While it's not the gut-punch of earlier seasons, the new Netflix series can still unnerve with stories of technology twisted to our darkest desires.
I don't remember the specifics -- something about virtual reality and memories and creeping body horror -- but I know I woke up sweating, disoriented and filled with dread. Technology and dread, the "Black Mirror" recipe, fills the show's most ambitious run yet.
Masterminded by tech-obsessed writer, journalist and curmudgeon Charlie Brooker, the third season is on Netflix now. Previous seasons were shown on British television and ran for three episodes but this new one, produced by Netflix, expands to six instalments
Sadly, the formula is spread a little thin.

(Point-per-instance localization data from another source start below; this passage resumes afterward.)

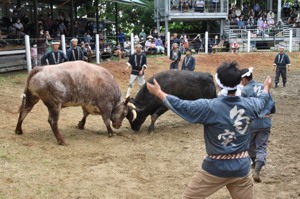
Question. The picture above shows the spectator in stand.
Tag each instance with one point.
(175, 39)
(142, 34)
(251, 22)
(34, 58)
(256, 9)
(62, 28)
(271, 23)
(3, 43)
(118, 52)
(182, 5)
(188, 62)
(121, 37)
(87, 51)
(259, 22)
(199, 6)
(279, 24)
(87, 37)
(251, 13)
(159, 46)
(270, 15)
(185, 41)
(48, 40)
(19, 29)
(234, 46)
(49, 23)
(75, 52)
(136, 40)
(127, 47)
(264, 27)
(241, 23)
(149, 46)
(54, 56)
(175, 56)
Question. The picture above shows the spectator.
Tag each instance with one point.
(3, 43)
(159, 46)
(34, 55)
(234, 46)
(62, 28)
(241, 22)
(270, 15)
(127, 47)
(87, 51)
(197, 43)
(49, 23)
(260, 22)
(260, 127)
(188, 62)
(175, 56)
(19, 29)
(54, 56)
(121, 37)
(143, 35)
(136, 39)
(199, 6)
(75, 52)
(281, 62)
(118, 52)
(149, 45)
(256, 9)
(87, 37)
(48, 40)
(182, 5)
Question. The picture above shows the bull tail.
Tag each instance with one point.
(34, 71)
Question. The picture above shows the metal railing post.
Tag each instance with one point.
(28, 53)
(97, 49)
(206, 42)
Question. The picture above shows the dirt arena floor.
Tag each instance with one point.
(136, 165)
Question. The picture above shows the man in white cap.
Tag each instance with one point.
(226, 121)
(281, 61)
(260, 128)
(54, 56)
(138, 63)
(75, 52)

None of the new episodes quite reach the emotional gut-punch of previous highlights such as "Be Right Back" and "The Entire History of You". Nor do they achieve the satirical savagery of "15 Million Merits" or "The National Anthem".
Two episodes come close, though.
"San Junipero" is the most emotionally resonant of the new season. A jaunt into 1980s nostalgia stealthily sneaks in a heartfelt twist with a more hopeful vision for technology.
"Hated in the Nation" is an unremittingly bleak near-future tale that throws many of the worst things about modern life against the wall in a spiral of depravity, from social media witch-hunts to government surveillance to technology accelerating beyond our capacity to control it. It's all framed in a mash-up of police procedural and schlock-tastic B-movie.